Thanksgiving
- Gene Keener
- Nov 19, 2024
- 2 min read
Updated: Dec 11, 2024

Thanksgiving: a day of national acknowledgement of the sovereignty of God
It is the current line given out in the media that Thanksgiving is a time to be grateful for good deeds of people. Nu, is this true? Is this the history of our national holiday?
First, some history…
Massasoit and the Pilgrims
As to the bare facts of the matter, from his home village in Pokanoket, near present-day Bristol, Rhode Island, Massasoit held sway over a number of related tribes in southeastern New England. Some months after the Pilgrims arrived in Plymouth in 1620, the Indian leader appeared in the new colony and offered friendship. After some negotiations, the chief signed a peace treaty with the English, one vowing nonaggression and mutual defense in case either were attacked. It was a treaty and a friendship that Massasoit would keep for the next 40 years of his life.
Over the decades, the two groups exchanged amiable visits. When Massasoit took ill, Plymouth sent emissaries on the two-day trek through the forest to Pokanoket to help cure their ally. On several occasions, Massasoit or his fellow Wampanoags probably saved the colonists from slaughter by warning them of mischief brewing in warring tribes. When Roger Williams, a renegade religious thinker forced out of the rigid theocracy of the English towns, appeared cold and starving at Massasoit's door, the chief took the desperate man in and made him welcome.

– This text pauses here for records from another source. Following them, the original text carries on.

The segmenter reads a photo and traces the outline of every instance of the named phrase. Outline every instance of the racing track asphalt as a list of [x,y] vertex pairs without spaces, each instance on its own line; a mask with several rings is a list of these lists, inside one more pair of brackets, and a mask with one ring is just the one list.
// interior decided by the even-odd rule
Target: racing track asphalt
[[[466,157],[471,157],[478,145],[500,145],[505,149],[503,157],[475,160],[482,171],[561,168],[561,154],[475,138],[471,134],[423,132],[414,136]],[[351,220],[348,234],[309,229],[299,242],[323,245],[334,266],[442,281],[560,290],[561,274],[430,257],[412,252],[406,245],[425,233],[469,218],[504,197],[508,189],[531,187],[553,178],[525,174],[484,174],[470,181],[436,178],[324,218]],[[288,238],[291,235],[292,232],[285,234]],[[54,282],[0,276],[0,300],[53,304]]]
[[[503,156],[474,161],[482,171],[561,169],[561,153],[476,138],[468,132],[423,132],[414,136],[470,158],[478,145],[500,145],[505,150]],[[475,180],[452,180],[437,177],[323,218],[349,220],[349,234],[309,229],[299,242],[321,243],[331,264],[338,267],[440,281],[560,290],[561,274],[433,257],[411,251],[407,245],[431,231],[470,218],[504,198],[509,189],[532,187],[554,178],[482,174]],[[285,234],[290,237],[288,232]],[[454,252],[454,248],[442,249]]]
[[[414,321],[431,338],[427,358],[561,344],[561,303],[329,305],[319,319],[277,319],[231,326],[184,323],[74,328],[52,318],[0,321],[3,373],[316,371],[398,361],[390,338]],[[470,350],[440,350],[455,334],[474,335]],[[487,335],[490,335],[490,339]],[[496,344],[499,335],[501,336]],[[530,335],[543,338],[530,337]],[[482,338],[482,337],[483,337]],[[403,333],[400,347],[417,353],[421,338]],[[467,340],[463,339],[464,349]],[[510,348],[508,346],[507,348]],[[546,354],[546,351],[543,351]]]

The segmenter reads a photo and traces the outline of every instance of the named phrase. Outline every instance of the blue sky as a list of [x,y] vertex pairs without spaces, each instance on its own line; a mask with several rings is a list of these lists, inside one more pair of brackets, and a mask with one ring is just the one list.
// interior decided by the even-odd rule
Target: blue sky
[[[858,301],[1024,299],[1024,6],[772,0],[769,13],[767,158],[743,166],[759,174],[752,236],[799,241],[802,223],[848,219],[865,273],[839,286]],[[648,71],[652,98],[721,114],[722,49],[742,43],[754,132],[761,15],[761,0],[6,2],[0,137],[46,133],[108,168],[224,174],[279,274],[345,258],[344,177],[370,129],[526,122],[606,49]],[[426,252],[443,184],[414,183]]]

Little is known personally of Massasoit except that he was physically vigorous and when treating with the whites "grave of countenance and spare of speech." Still, as might be expected, when in March of 1621 the great chief first appeared at the head of 60 warriors, face painted red and wearing a thick necklace of white beads, the sign of his authority, on a hill overlooking the hovels of tiny Plymouth, striking fear into the little band of Europeans huddled below, much more was going on than the beginning of friendship between a good-souled Anglophile holding out the olive branch and the English settlers eager to return the gesture to their new Indian brothers.